Игра слов в названии выставки подразумевает разные понятийные цепочки.
Вещность — вечность — весть; возможны и иные варианты. «Вещь», взятая крупно, сама вытягивает из себя культурный шлейф, она не хочет быть просто вещью, а хочет — то ли идеей вещи, ее платоновским эйдосом, то ли вещью, представительствующей за весь порядок вещей и взывающей к воспоминанию о нем. И ее притязания оправданы.
Часто (не всегда, но часто) это пастели. Техника, которая генетически адресует к миниатюре — летучая пыльца, едва способная удержать память, — а здесь метровые квадраты, и летучесть запечатана толстым стеклом. Там, под стеклом, как в музейной витрине, в дистиллированном и переливчатом сумраке живут ничьи уже вещи — висят на вешалках с инвентарными бирками (то есть введение текста с простой, вероятно, целью разнообразить фактуры порой прочитывается как значимый жест пояснения, экспликации). Они отбрасывают тени, которые тоже важны: тень есть некая отсылка к материальной
«телесности» самого предмета — будучи выключен из бытовых контекстов, он остается
в памяти как целое. Когда же такой контекст вроде бы подразумевается — например, шкаф стоит в комнате — то пространство этой комнаты перестает быть рассчитанным на естественные движения: оно превращается в гадательную, несколько сновидческую среду, — шкаф не то чтобы стоит, он стоял когда-то, а теперь вспоминается как смутный образ.
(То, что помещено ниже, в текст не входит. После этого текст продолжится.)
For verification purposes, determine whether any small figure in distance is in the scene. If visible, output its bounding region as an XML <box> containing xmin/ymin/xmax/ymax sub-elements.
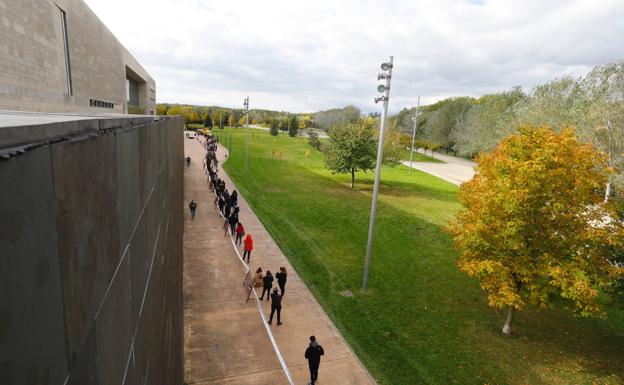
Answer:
<box><xmin>189</xmin><ymin>199</ymin><xmax>197</xmax><ymax>220</ymax></box>
<box><xmin>243</xmin><ymin>234</ymin><xmax>253</xmax><ymax>263</ymax></box>
<box><xmin>253</xmin><ymin>267</ymin><xmax>264</xmax><ymax>287</ymax></box>
<box><xmin>223</xmin><ymin>218</ymin><xmax>230</xmax><ymax>238</ymax></box>
<box><xmin>275</xmin><ymin>266</ymin><xmax>288</xmax><ymax>297</ymax></box>
<box><xmin>305</xmin><ymin>336</ymin><xmax>325</xmax><ymax>385</ymax></box>
<box><xmin>228</xmin><ymin>212</ymin><xmax>238</xmax><ymax>236</ymax></box>
<box><xmin>260</xmin><ymin>270</ymin><xmax>273</xmax><ymax>301</ymax></box>
<box><xmin>269</xmin><ymin>287</ymin><xmax>282</xmax><ymax>326</ymax></box>
<box><xmin>234</xmin><ymin>222</ymin><xmax>245</xmax><ymax>245</ymax></box>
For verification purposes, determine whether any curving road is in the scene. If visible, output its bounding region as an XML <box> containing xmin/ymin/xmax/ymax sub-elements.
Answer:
<box><xmin>403</xmin><ymin>151</ymin><xmax>477</xmax><ymax>186</ymax></box>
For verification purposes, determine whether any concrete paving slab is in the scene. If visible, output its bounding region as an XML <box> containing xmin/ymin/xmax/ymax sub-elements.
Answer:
<box><xmin>184</xmin><ymin>139</ymin><xmax>375</xmax><ymax>385</ymax></box>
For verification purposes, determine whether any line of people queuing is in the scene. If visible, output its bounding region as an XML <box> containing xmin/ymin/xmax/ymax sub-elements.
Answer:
<box><xmin>189</xmin><ymin>137</ymin><xmax>325</xmax><ymax>385</ymax></box>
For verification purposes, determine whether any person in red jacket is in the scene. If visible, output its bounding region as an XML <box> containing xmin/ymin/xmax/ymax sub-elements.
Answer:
<box><xmin>243</xmin><ymin>234</ymin><xmax>253</xmax><ymax>263</ymax></box>
<box><xmin>235</xmin><ymin>222</ymin><xmax>245</xmax><ymax>245</ymax></box>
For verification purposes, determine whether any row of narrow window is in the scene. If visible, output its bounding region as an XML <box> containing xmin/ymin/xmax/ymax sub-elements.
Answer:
<box><xmin>89</xmin><ymin>99</ymin><xmax>115</xmax><ymax>108</ymax></box>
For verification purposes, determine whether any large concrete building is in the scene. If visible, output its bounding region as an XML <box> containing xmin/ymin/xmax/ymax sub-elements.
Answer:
<box><xmin>0</xmin><ymin>0</ymin><xmax>156</xmax><ymax>115</ymax></box>
<box><xmin>0</xmin><ymin>0</ymin><xmax>184</xmax><ymax>385</ymax></box>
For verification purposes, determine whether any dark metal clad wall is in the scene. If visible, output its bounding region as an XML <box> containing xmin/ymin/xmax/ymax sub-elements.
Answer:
<box><xmin>0</xmin><ymin>148</ymin><xmax>67</xmax><ymax>385</ymax></box>
<box><xmin>0</xmin><ymin>117</ymin><xmax>184</xmax><ymax>385</ymax></box>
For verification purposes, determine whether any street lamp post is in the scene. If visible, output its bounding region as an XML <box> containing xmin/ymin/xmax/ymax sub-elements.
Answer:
<box><xmin>362</xmin><ymin>56</ymin><xmax>394</xmax><ymax>293</ymax></box>
<box><xmin>243</xmin><ymin>96</ymin><xmax>249</xmax><ymax>175</ymax></box>
<box><xmin>408</xmin><ymin>96</ymin><xmax>420</xmax><ymax>175</ymax></box>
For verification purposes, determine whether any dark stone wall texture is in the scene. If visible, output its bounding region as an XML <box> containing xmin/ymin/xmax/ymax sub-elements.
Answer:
<box><xmin>0</xmin><ymin>118</ymin><xmax>184</xmax><ymax>385</ymax></box>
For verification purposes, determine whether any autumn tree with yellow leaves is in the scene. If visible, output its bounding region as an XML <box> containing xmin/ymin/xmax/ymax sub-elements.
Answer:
<box><xmin>446</xmin><ymin>126</ymin><xmax>624</xmax><ymax>334</ymax></box>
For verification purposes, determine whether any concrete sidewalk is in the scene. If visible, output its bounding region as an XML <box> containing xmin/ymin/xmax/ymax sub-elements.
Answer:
<box><xmin>184</xmin><ymin>139</ymin><xmax>374</xmax><ymax>385</ymax></box>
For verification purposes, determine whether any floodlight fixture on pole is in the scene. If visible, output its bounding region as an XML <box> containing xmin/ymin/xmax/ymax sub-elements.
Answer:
<box><xmin>243</xmin><ymin>96</ymin><xmax>249</xmax><ymax>175</ymax></box>
<box><xmin>362</xmin><ymin>56</ymin><xmax>394</xmax><ymax>293</ymax></box>
<box><xmin>407</xmin><ymin>96</ymin><xmax>420</xmax><ymax>175</ymax></box>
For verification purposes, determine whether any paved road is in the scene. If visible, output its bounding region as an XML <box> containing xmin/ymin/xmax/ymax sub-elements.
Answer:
<box><xmin>403</xmin><ymin>151</ymin><xmax>476</xmax><ymax>186</ymax></box>
<box><xmin>184</xmin><ymin>139</ymin><xmax>374</xmax><ymax>385</ymax></box>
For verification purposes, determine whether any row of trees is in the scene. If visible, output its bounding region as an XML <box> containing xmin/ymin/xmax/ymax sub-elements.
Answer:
<box><xmin>269</xmin><ymin>114</ymin><xmax>302</xmax><ymax>137</ymax></box>
<box><xmin>391</xmin><ymin>61</ymin><xmax>624</xmax><ymax>199</ymax></box>
<box><xmin>156</xmin><ymin>104</ymin><xmax>322</xmax><ymax>131</ymax></box>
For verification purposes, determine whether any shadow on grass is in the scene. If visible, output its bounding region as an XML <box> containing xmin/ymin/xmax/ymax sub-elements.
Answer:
<box><xmin>226</xmin><ymin>136</ymin><xmax>624</xmax><ymax>384</ymax></box>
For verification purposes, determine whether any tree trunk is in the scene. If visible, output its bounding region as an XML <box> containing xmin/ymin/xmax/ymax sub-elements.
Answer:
<box><xmin>604</xmin><ymin>182</ymin><xmax>611</xmax><ymax>203</ymax></box>
<box><xmin>503</xmin><ymin>306</ymin><xmax>516</xmax><ymax>335</ymax></box>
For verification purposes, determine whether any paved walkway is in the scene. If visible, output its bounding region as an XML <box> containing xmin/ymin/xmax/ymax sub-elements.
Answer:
<box><xmin>184</xmin><ymin>139</ymin><xmax>374</xmax><ymax>385</ymax></box>
<box><xmin>403</xmin><ymin>150</ymin><xmax>476</xmax><ymax>186</ymax></box>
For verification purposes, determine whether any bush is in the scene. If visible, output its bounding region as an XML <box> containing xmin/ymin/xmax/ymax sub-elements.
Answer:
<box><xmin>186</xmin><ymin>123</ymin><xmax>204</xmax><ymax>131</ymax></box>
<box><xmin>308</xmin><ymin>128</ymin><xmax>321</xmax><ymax>151</ymax></box>
<box><xmin>269</xmin><ymin>119</ymin><xmax>279</xmax><ymax>136</ymax></box>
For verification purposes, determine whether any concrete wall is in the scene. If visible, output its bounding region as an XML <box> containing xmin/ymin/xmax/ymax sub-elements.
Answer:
<box><xmin>0</xmin><ymin>0</ymin><xmax>156</xmax><ymax>114</ymax></box>
<box><xmin>0</xmin><ymin>117</ymin><xmax>184</xmax><ymax>385</ymax></box>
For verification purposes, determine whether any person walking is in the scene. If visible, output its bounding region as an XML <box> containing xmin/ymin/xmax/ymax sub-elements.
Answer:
<box><xmin>269</xmin><ymin>287</ymin><xmax>282</xmax><ymax>326</ymax></box>
<box><xmin>243</xmin><ymin>234</ymin><xmax>253</xmax><ymax>263</ymax></box>
<box><xmin>260</xmin><ymin>270</ymin><xmax>273</xmax><ymax>301</ymax></box>
<box><xmin>228</xmin><ymin>212</ymin><xmax>238</xmax><ymax>236</ymax></box>
<box><xmin>275</xmin><ymin>266</ymin><xmax>288</xmax><ymax>297</ymax></box>
<box><xmin>189</xmin><ymin>199</ymin><xmax>197</xmax><ymax>219</ymax></box>
<box><xmin>217</xmin><ymin>197</ymin><xmax>225</xmax><ymax>214</ymax></box>
<box><xmin>305</xmin><ymin>336</ymin><xmax>325</xmax><ymax>385</ymax></box>
<box><xmin>253</xmin><ymin>267</ymin><xmax>264</xmax><ymax>287</ymax></box>
<box><xmin>234</xmin><ymin>222</ymin><xmax>245</xmax><ymax>245</ymax></box>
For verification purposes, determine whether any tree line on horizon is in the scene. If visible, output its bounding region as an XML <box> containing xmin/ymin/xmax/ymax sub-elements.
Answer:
<box><xmin>390</xmin><ymin>61</ymin><xmax>624</xmax><ymax>199</ymax></box>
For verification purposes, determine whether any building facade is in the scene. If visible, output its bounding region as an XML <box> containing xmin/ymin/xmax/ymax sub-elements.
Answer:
<box><xmin>0</xmin><ymin>0</ymin><xmax>156</xmax><ymax>115</ymax></box>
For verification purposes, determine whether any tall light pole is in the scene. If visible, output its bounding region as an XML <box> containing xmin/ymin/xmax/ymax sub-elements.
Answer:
<box><xmin>407</xmin><ymin>96</ymin><xmax>420</xmax><ymax>175</ymax></box>
<box><xmin>243</xmin><ymin>96</ymin><xmax>249</xmax><ymax>175</ymax></box>
<box><xmin>362</xmin><ymin>56</ymin><xmax>394</xmax><ymax>293</ymax></box>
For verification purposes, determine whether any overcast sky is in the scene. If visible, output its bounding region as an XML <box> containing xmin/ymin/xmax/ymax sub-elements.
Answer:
<box><xmin>86</xmin><ymin>0</ymin><xmax>624</xmax><ymax>112</ymax></box>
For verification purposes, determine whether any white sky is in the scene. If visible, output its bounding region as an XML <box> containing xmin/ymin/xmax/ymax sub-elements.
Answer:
<box><xmin>85</xmin><ymin>0</ymin><xmax>624</xmax><ymax>112</ymax></box>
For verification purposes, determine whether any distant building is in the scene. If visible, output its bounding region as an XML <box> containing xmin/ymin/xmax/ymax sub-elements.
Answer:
<box><xmin>0</xmin><ymin>0</ymin><xmax>156</xmax><ymax>115</ymax></box>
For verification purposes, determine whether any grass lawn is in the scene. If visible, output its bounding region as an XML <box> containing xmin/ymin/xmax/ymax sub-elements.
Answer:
<box><xmin>215</xmin><ymin>130</ymin><xmax>624</xmax><ymax>385</ymax></box>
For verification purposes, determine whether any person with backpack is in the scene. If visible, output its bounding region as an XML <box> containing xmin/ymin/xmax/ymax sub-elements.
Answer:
<box><xmin>234</xmin><ymin>222</ymin><xmax>245</xmax><ymax>245</ymax></box>
<box><xmin>189</xmin><ymin>200</ymin><xmax>197</xmax><ymax>220</ymax></box>
<box><xmin>217</xmin><ymin>197</ymin><xmax>225</xmax><ymax>214</ymax></box>
<box><xmin>260</xmin><ymin>270</ymin><xmax>273</xmax><ymax>301</ymax></box>
<box><xmin>243</xmin><ymin>234</ymin><xmax>253</xmax><ymax>263</ymax></box>
<box><xmin>269</xmin><ymin>287</ymin><xmax>282</xmax><ymax>326</ymax></box>
<box><xmin>275</xmin><ymin>266</ymin><xmax>288</xmax><ymax>297</ymax></box>
<box><xmin>228</xmin><ymin>212</ymin><xmax>238</xmax><ymax>235</ymax></box>
<box><xmin>252</xmin><ymin>267</ymin><xmax>264</xmax><ymax>287</ymax></box>
<box><xmin>305</xmin><ymin>336</ymin><xmax>325</xmax><ymax>385</ymax></box>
Обратная сторона этой работы с памятью (или с тенями памяти) – в коллажах,
вышивках и «малой графике».
Внятный ассоциативный ряд — история искусства, чьи экспонаты в каком-то смысле давно пребывают не вполне в статусе вещей: они «по закону» принадлежит вечности
и, собственно, являются ею. Но их фрагменты или даже просто имена авторов могут сделаться личными «секретиками» (эта детская игра тут тоже вспоминается) — посредством их перевода в иной регистр и на иной язык. В визуальных воспоминаниях о картинах Пьеро делла Франческа, Рогира ван дер Вейдена или Джованни Беллини исходная живопись словно бы растворяется — то в откровенном «истаивании» и развеществлении былой фигуративности, то в пустотах изобразительной ткани, прочитываемых как утраты связной памяти или ее сознательное «запечатывание», то в палимпсестном напластовании фактур, где почти нечитаемые знаки письма вторгаются в изображение. Здесь присутствует сложно рефлексируемое переживание времени — и времени в разрыве «вечное -сиюминутное» (когда, например, разноязыкие газетные тексты включены в «оммаж»),
и времени, напротив, стремящегося стать единым в самой длительности вышивания евангельских текстов.
В общем, история про вещи оказывается историей про всё сразу. Про память, которая вызывает вещи к жизни, — а еще про зрение: конкретно про художническое зрение, память аккумулирующее.